South Florida Sun-Sentinel (Sunday)
How some unhinged killers avoid death row
“I’m not crazy. I have to do this,” the shooter explained as he murdered nine innocents at their evening Bible study.
America’s justice system readily accepted Dylann Roof ’s self-diagnosis.
Mental impairment would have provided his lawyers their only real argument against the death penalty for the 2015 massacre at Emanuel African Methodist Episcopal Church in Charleston, South Carolina.
But Roof ’s dogged insistence that “there was nothing wrong with me psychologically,” spared the jurors from the contentious issue that, five years later, would split the Nikolas Cruz jury nine-to-three.
With nothing much in the way of mitigating factors to consider, the Charleston jury took less than two hours to recommend a death sentence.
Good riddance, I suppose. Roof was an unsympathetic horror, a white supremacist who hoped that the mass murder of Black churchgoers would ignite a race war.
Even his mugshot, with that cretinous stare, could creep you out.
Yet, there’s something unsettling about a legal system that allows a delusional, ninthgrade dropout to make an idiot legal argument to the jury deciding whether he should live or die.
Roof had fired his attorney — a death penalty specialist — before the sentencing phase of the trial for suggesting to the court that his client might be suffering a psychological disorder.
Obviously, something was amiss in his twisted psyche, but Roof, now acting as his own attorney, told the judge, “I will not be calling mental health experts or presenting mental health evidence.”
Unlike the Fort Lauderdale jury that decided Nikolas Cruz’s fate, the Charleston panel heard no mitigating evidence about a troubled childhood or a history of mental disorders. He called no witnesses. His legal defense against capital punishment was no defense at all.
Life on death row has since altered Roof ’s thinking. A new set of lawyers appealed his sentence, arguing that, given their client’s mental disorders (schizophrenia, autism, anxiety, depression), the trial judge should have saved the “clearly delusional” Roof from himself.
On Oct. 11, the U.S. Supreme Court rejected that appeal.

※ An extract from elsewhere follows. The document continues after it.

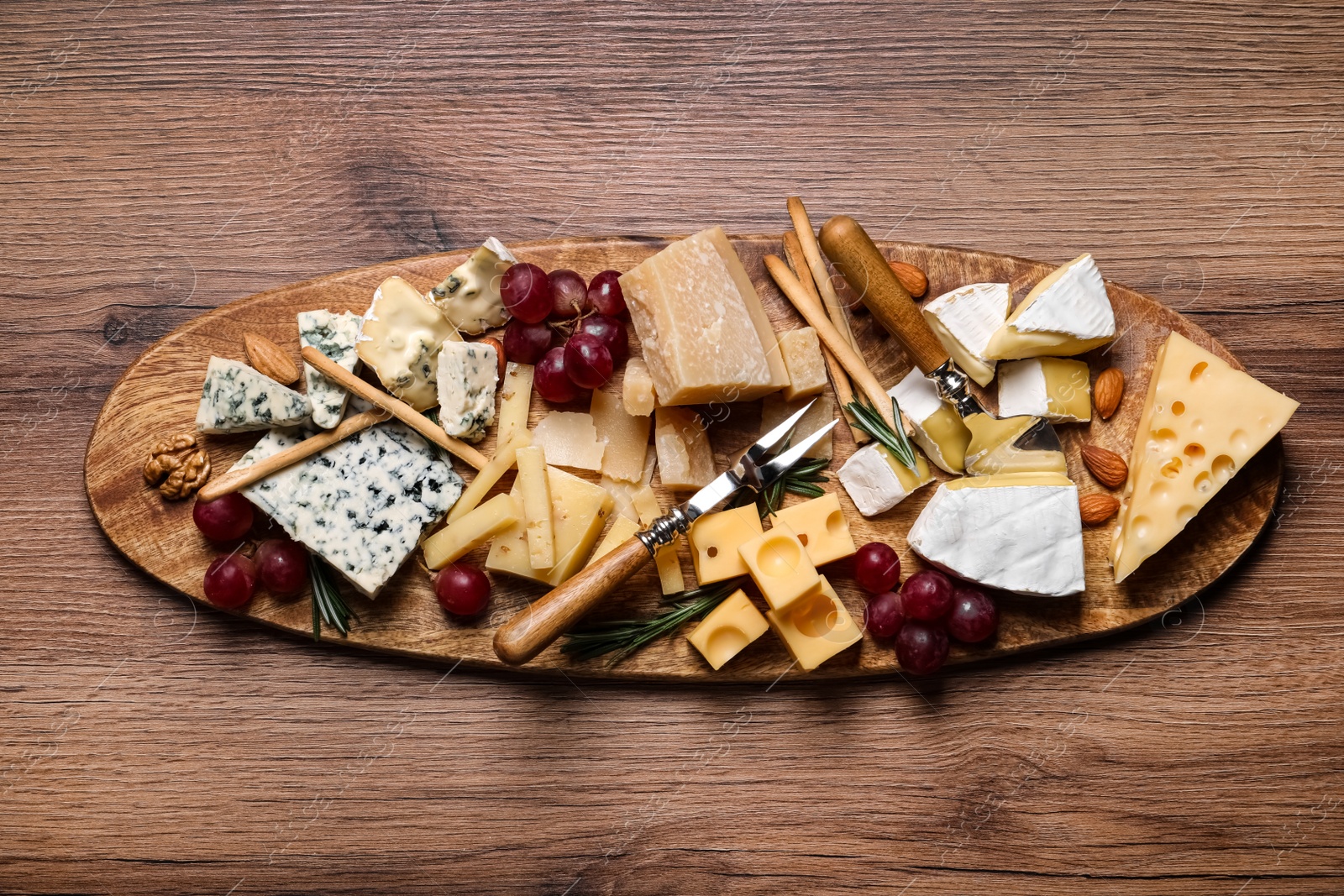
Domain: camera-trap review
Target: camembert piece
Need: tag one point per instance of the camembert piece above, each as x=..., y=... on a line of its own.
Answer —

That same day in Fort Lauderdale, a lawyer for Nikolas Cruz was making a convincing argument — convincing at least to three jurors — that her murderous client’s “brain was irretrievably broken” by his mother’s unfettered use of alcohol and drugs during her pregnancy.
The resulting automatic life sentence for Cruz ignited a furor hereabouts, particularly among the relatives of his 17 murder victims. The influential Parkland families had already persuaded the governor to remove a Broward sheriff and empanel a “statewide” grand jury to investigate the Broward school district.
Now, Parkland families want something done about the Florida law that requires a unanimous jury consensus for a death sentence. Legislators might do just that, given that the Parkland families have political clout that must be envied by relatives of other massacre victims.
When Esteban Santiago, who murdered five random travelers and wounded six others at Fort Lauderdale-Hollywood International Airport in 2017, was spared the death penalty, there were no such protests from the victims’ families. They accepted that, although Santiago was deemed legally sane, he had been in the grips of schizophrenic delusions during his killing spree. He was given a life sentence, with none of the angry reaction that would erupt when Nikolas Cruz received the same sentence.
Whatever mental disorders Cruz suffered, they hardly registered against the horrors this social misfit wrought on Valentine’s Day 2018. Not for much of this community.
But before legislators repeal the 2017 unanimous-verdict requirement that kept Cruz off death row (which would have no retroactive effect on his case), they should consider the Florida judicial system’s appalling record of wrongful convictions. Thirty Florida prisoners given death sentences have been exonerated, more than any other state. All had been condemned before death verdicts required jury unanimity.
Of course, the 23 states and 108 nations that have abolished the death penalty are immune from the kind of divisiveness caused by the Cruz case. Also, the Death Penalty Information Center reports that death penalty states suffer higher homicide rates than those without. But, come on, the death penalty isn’t about deterring crime. It’s about retribution.
If the jury had condemned Cruz to die instead, he would have hardly been an anomaly on the mental ward known as death row.
In 2017, Harvard Law School released a study of prisoners consigned to Florida’s death row before the unanimous jury requirement. Two thirds of the condemned suffered from “serious mental impairments.”
Which seems fitting for a justice system so utterly inconsistent in dealing with mentally damaged defendants, it might be diagnosed as schizophrenic.